À Freetown, Mary, 28 ans, raconte son calvaire à l’AFP. À seulement 15 ans, elle a connu l’angoisse d'une grossesse non désirée à la suite de son premier rapport sexuel. "J'avais peur que ma mère me chasse de la maison", confie-t-elle. Ne sachant à qui se confier, elle a décidé de solliciter l'aide d'une guérisseuse traditionnelle, une solution brutale qui lui a laissé des douleurs et un traumatisme profond.
Pour de nombreuses femmes en Sierra Leone, l’accès à un avortement sûr reste une illusion. En effet, le pays enregistre chaque année des milliers d'interruptions de grossesse illégales, résultat d'une législation qui date de 1861, interdisant l'avortement sauf si la vie de la mère est en danger. En 2022, le président Julius Maada Bio avait pourtant soutenu un projet de loi visant à dépénaliser l'avortement, mais l'initiative fait face à une résistance culturelle et religieuse considérable.
Le Conseil inter-religieux de Sierra Leone, qui regroupe principalement des leaders chrétiens et musulmans, s’oppose fermement à cette dépénalisation. Edward Tamba Charles, l'archevêque de Freetown, a déclaré que cela irait à l’encontre des valeurs réligieuses profondes du pays.
Parallèlement, des témoignages de femmes comme Bintu Kamara et Fatu Esther Jusu, toutes deux ayant recours à des méthodes dangereuses pour avorter, illustrent les conséquences tragiques de cette interdiction. Fatu, une infirmière de 22 ans, a partagé son expérience traumatique, évoquant des saignements et des complications à la suite d'un avortement clandestin.
Le Dr Tamba Kongoneh, gynécologue et obstétricien, reste choqué par les conséquences des avortements pratiqués par des guérisseurs, expliquant que des interventions chirurgicales deviennent nécessaires en raison de complications graves, parfois mortelles. "Les femmes risquent leur vie à cause de choix personnels qui devraient rester privés", déplore-t-il.
Alors que 82 % des Sierra-Léonais soutiennent l’accès à la contraception, seulement 13 % se prononcent en faveur de l’avortement.

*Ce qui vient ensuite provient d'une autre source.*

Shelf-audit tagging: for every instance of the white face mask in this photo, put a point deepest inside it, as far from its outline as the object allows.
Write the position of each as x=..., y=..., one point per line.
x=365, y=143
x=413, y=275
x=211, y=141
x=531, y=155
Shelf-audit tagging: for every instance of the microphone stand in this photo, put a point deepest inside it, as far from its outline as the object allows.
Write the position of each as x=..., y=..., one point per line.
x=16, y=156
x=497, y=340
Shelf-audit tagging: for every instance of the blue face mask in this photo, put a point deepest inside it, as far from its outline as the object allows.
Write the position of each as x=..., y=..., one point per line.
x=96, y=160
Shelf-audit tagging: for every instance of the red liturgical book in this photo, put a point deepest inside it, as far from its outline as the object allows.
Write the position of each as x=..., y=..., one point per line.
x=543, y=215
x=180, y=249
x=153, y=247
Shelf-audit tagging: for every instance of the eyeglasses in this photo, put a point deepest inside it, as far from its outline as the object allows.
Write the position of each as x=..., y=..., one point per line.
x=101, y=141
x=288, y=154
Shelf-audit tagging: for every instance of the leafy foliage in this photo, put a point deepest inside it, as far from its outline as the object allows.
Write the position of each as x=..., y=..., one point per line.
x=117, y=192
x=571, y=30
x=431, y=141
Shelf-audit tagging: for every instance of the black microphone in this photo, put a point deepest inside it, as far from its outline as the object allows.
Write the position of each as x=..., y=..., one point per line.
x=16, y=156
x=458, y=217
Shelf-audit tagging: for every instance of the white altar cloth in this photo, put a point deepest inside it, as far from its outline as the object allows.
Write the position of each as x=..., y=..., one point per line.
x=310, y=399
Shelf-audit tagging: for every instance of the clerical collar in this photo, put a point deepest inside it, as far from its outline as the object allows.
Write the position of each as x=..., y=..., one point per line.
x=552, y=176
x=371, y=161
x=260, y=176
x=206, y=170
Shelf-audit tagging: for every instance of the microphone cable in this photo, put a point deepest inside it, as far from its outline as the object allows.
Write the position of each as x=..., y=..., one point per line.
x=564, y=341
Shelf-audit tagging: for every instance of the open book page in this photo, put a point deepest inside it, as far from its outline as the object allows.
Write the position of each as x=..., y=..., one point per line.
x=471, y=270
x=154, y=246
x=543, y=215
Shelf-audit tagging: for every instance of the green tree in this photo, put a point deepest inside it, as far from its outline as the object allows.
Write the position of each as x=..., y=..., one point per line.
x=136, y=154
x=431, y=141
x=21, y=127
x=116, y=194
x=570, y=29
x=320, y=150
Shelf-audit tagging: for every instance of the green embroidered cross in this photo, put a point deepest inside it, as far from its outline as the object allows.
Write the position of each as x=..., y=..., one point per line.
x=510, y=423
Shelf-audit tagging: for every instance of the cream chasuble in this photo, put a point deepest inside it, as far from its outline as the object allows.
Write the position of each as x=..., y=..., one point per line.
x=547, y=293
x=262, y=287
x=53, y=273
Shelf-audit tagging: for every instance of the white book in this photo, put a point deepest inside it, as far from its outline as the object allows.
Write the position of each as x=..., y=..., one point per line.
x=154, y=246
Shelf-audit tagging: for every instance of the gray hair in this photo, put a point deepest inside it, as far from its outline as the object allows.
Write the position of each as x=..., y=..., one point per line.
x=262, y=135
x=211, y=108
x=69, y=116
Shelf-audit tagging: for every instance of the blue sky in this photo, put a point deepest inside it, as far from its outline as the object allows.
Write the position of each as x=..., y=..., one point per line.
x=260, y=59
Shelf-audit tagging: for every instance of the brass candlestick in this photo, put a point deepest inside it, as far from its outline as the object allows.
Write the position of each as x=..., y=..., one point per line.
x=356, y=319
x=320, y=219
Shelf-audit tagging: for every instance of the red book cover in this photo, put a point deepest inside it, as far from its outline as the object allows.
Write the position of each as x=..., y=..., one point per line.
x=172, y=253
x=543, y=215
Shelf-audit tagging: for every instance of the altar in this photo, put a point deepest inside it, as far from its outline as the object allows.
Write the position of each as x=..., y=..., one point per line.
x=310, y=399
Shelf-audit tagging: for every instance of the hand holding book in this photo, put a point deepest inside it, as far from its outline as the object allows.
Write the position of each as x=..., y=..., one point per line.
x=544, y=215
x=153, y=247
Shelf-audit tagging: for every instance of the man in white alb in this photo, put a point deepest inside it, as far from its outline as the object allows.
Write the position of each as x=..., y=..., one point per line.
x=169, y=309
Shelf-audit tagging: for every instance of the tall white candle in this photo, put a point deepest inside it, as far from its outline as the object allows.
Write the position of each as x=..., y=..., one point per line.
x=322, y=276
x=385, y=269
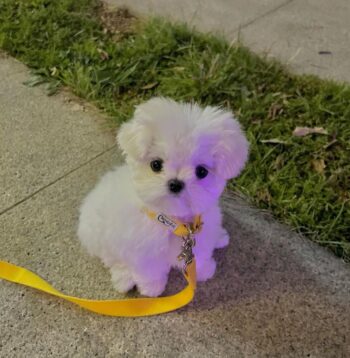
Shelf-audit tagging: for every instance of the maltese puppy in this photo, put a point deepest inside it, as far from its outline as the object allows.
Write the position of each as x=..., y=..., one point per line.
x=178, y=159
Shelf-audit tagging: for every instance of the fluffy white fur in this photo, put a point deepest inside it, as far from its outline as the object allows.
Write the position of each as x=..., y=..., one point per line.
x=138, y=250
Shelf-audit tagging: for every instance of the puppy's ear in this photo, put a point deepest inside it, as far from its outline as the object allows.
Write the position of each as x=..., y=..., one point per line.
x=231, y=150
x=134, y=139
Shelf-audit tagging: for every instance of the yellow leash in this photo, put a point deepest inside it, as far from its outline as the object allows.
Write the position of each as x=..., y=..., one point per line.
x=132, y=307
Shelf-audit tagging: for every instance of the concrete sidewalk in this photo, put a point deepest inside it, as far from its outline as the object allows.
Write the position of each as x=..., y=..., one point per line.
x=274, y=294
x=311, y=36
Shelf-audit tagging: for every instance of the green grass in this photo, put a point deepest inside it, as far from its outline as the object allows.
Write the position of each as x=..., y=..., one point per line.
x=63, y=41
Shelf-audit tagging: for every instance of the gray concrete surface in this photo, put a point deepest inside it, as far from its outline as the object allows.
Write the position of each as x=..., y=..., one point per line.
x=41, y=138
x=293, y=31
x=274, y=293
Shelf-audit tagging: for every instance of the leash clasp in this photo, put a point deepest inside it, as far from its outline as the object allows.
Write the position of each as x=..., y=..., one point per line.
x=186, y=254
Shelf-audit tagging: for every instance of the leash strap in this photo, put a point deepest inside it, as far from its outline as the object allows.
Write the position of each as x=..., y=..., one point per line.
x=132, y=307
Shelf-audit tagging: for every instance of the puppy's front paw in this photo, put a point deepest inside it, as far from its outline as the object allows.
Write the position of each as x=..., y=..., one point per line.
x=222, y=240
x=206, y=269
x=121, y=279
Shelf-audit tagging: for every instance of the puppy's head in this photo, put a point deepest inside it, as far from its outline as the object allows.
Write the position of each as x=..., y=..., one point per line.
x=181, y=155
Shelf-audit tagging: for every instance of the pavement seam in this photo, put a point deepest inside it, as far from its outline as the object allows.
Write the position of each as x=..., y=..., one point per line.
x=267, y=13
x=57, y=180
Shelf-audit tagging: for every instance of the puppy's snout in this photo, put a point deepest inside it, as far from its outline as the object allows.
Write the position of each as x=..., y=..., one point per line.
x=175, y=185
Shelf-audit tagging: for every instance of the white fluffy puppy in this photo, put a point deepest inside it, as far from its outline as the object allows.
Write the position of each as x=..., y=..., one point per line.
x=178, y=159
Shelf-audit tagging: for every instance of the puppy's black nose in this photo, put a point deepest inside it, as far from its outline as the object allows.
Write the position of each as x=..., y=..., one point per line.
x=175, y=185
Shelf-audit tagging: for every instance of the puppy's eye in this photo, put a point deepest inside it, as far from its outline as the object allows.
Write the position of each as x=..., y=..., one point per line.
x=201, y=172
x=156, y=165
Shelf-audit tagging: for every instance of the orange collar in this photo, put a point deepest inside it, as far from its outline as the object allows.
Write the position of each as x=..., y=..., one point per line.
x=178, y=228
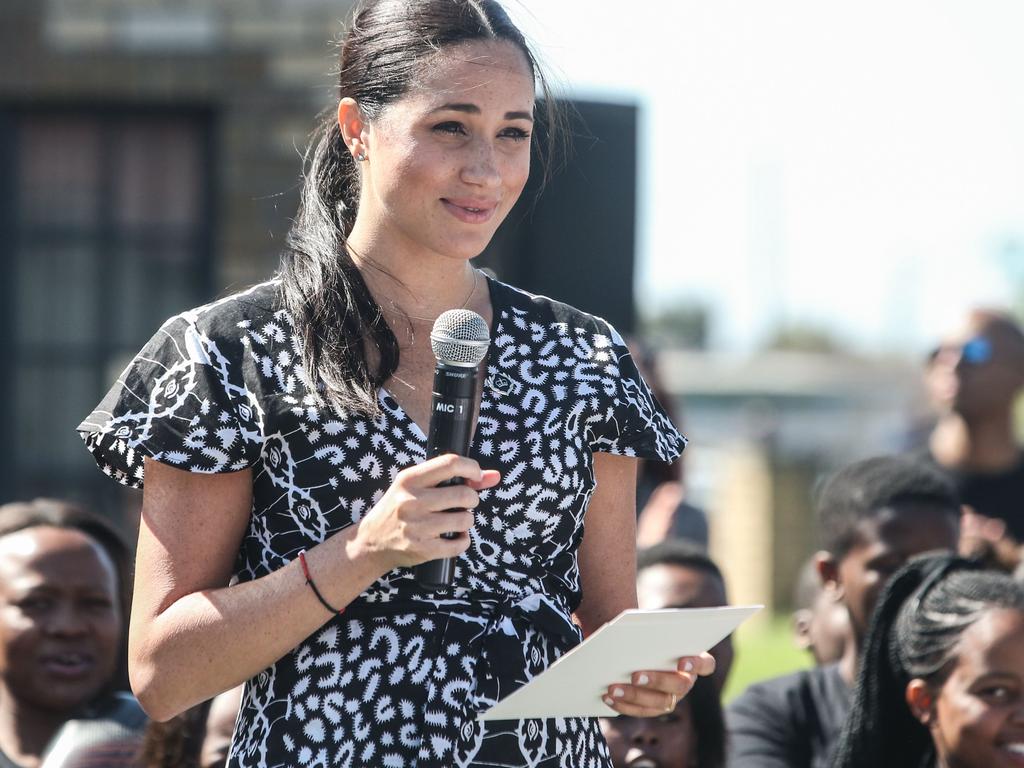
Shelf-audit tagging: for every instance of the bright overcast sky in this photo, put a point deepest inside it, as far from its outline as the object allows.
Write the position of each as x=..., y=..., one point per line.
x=855, y=166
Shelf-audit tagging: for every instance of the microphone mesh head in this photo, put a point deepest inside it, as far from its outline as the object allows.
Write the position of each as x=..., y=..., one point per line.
x=460, y=337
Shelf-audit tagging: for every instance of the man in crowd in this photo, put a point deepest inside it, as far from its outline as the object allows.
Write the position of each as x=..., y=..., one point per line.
x=974, y=378
x=873, y=515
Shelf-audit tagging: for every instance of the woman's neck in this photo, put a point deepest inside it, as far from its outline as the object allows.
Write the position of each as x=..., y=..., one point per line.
x=420, y=285
x=986, y=444
x=26, y=730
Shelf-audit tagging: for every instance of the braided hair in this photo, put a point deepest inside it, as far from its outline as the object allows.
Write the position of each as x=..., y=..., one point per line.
x=918, y=623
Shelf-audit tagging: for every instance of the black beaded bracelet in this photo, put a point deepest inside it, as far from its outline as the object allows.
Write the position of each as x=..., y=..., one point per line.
x=309, y=581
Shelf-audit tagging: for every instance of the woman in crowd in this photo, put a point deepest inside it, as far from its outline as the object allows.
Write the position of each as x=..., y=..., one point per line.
x=62, y=578
x=690, y=736
x=281, y=435
x=941, y=682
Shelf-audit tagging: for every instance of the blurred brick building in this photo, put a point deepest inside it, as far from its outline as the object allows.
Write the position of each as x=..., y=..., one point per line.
x=150, y=155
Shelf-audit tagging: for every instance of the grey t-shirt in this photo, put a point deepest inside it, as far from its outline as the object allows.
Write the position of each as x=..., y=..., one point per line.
x=788, y=722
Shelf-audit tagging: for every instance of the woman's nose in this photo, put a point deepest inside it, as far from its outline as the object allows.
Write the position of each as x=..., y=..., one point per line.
x=66, y=620
x=481, y=167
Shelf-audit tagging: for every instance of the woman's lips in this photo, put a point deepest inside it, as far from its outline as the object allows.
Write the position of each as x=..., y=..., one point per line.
x=69, y=665
x=638, y=759
x=1014, y=751
x=472, y=212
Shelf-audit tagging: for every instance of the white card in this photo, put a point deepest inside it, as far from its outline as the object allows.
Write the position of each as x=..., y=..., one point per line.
x=634, y=640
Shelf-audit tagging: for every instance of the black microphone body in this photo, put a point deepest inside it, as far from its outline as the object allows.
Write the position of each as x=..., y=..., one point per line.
x=452, y=411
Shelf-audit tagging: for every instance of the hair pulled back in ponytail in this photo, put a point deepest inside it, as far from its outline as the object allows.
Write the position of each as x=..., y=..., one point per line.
x=335, y=315
x=918, y=623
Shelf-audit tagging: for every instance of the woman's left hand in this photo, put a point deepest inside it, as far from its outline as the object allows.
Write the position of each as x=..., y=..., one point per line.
x=655, y=692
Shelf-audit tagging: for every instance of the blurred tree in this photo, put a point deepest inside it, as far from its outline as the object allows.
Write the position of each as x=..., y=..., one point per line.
x=679, y=325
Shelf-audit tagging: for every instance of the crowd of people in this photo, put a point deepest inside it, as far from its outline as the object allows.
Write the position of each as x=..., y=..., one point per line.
x=909, y=609
x=280, y=436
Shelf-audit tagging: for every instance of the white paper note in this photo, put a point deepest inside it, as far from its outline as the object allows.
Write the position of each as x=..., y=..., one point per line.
x=633, y=641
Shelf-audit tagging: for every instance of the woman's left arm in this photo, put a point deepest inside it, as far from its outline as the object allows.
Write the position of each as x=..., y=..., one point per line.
x=607, y=568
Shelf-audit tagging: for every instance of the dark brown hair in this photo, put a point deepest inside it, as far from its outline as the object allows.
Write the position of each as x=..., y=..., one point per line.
x=333, y=311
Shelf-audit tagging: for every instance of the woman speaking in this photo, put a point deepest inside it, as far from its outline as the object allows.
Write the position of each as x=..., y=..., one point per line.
x=281, y=436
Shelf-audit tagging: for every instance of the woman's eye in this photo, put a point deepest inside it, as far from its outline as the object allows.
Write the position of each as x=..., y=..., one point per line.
x=453, y=129
x=996, y=693
x=516, y=134
x=35, y=604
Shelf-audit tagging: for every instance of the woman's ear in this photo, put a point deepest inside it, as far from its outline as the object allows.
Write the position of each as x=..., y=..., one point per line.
x=827, y=568
x=921, y=700
x=353, y=127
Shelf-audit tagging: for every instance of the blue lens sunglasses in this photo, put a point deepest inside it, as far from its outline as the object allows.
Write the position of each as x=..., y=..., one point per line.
x=974, y=351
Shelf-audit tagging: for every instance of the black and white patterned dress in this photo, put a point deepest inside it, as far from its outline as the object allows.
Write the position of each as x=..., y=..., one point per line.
x=398, y=678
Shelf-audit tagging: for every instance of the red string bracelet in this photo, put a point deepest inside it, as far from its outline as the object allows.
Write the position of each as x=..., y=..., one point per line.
x=309, y=581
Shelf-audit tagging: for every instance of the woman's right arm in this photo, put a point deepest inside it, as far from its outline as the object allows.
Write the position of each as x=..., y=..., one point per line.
x=193, y=637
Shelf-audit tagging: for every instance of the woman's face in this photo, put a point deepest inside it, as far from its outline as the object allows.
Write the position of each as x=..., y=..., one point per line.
x=667, y=741
x=978, y=718
x=59, y=617
x=448, y=161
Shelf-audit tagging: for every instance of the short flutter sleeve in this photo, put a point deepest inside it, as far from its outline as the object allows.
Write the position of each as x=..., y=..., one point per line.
x=629, y=420
x=181, y=401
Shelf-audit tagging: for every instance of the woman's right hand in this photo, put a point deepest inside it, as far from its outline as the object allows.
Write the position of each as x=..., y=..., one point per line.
x=404, y=527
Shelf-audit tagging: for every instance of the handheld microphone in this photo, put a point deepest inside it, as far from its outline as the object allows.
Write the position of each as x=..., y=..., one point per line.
x=460, y=339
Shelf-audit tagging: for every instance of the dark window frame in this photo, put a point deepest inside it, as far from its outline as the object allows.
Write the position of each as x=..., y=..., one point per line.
x=88, y=483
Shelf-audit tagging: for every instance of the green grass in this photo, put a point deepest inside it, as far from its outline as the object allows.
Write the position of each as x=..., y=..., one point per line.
x=764, y=649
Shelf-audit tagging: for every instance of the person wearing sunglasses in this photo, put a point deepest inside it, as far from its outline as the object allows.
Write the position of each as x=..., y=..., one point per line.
x=974, y=378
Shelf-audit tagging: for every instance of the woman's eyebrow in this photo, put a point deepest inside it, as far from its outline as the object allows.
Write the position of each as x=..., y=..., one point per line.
x=474, y=110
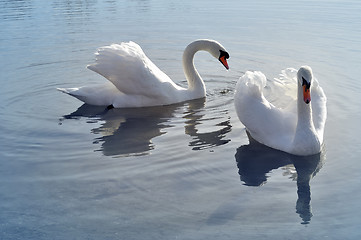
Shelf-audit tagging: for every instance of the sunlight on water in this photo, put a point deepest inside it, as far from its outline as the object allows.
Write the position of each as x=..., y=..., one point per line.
x=184, y=171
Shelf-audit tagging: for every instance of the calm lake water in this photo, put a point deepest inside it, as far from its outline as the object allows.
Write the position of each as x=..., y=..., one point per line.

Ce vaste fossé témoigne d’un profond décalage entre les désirs de santé reproductive des femmes et les réalités imposées par une législation archaïque. Les intervenants et les organisations, comme l’Association de planification familiale, continuent de plaider pour un changement, mais la route semble encore longue pour arriver à des réformes nécessaires.
Dans un pays confronté à des challenges sanitaires énormes, la dépénalisation de l'avortement pourrait devenir une étape majeure dans la lutte pour la santé et la dignité des femmes sierra-léonaises. Les voix de celles qui souffrent doivent être entendues.